Monday, July 29, 2013

US Lawmakers Keep Their Morals in Their Wallets

The numbers tell the story — in votes and dollars. On Wednesday, the House voted 217 to 205 not to rein in the NSA’s phone-spying dragnet. It turns out that those 217 “no” voters received twice as much campaign financing from the defense and intelligence industry as the 205 “yes” voters.
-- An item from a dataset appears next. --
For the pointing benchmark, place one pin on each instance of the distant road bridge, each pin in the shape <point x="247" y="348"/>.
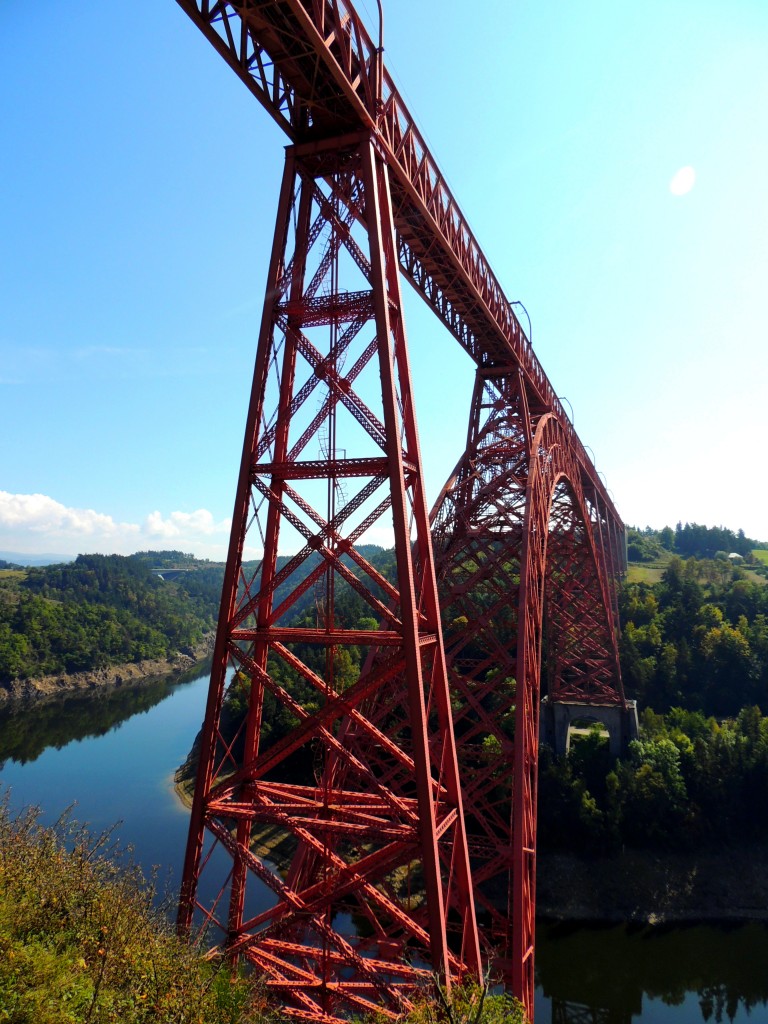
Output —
<point x="401" y="760"/>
That’s the upshot of a new analysis by MapLight, a Berkeley-based non-profit that performed the inquiry at WIRED’s request. The investigation shows that defense cash was a better predictor of a member’s vote on the Amash amendment than party affiliation. House members who voted to continue the massive phone-call-metadata spy program, on average, raked in 122 percent more money from defense contractors than those who voted to dismantle it.

  Wired
[W]ith a few rare and noble exceptions, the Intelligence Committees in both houses of Congress are filled with precisely those members who are most slavishly beholden to, completely captured by, the intelligence community over which they supposedly serve as watchdogs. Many receive large sums of money from the defense and intelligence industries.

[...]

In particular, the two chairs of those committees - Democrat Dianne Feinstein in the Senate and Mike Rogers in the House - are such absolute loyalists to the NSA and the National Security State generally that it is usually impossible to distinguish their behavior, mindset and comments from those of NSA officials.

[...]

In sum, the Senate and House Intelligence Committees are the pure embodiment of the worst of Washington: the corrupting influence of money from the very industries they are designed to oversee and the complete capture by the agencies they are supposed to adversarially check. Anything that comes out of those two Committees that is labeled NSA reform" is almost certain to be designed to achieve the opposite effect: to stave off real changes in lieu of illusory tinkering whose real purpose will be to placate rising anger.

[...]

If I had to pick the most astonishing aspect of this episode so far, it would be that everyone now knows that the Obama administration's top national security official, Director of National Intelligence James Clapper, outright lied to the Senate about NSA programs, and everyone knows that he did. And yet - as I said on ABC yesterday morning - not only isn't being prosecuted for that crime but still has his job. That, of course, is because the "law" does not apply to high-level Washington officials.

  Glenn Greenwald
Which is another issue crying out for reform, along with the ruling that corporations' cash contributions amount to free speech, both of which have far less chance of reform than reining in the security state.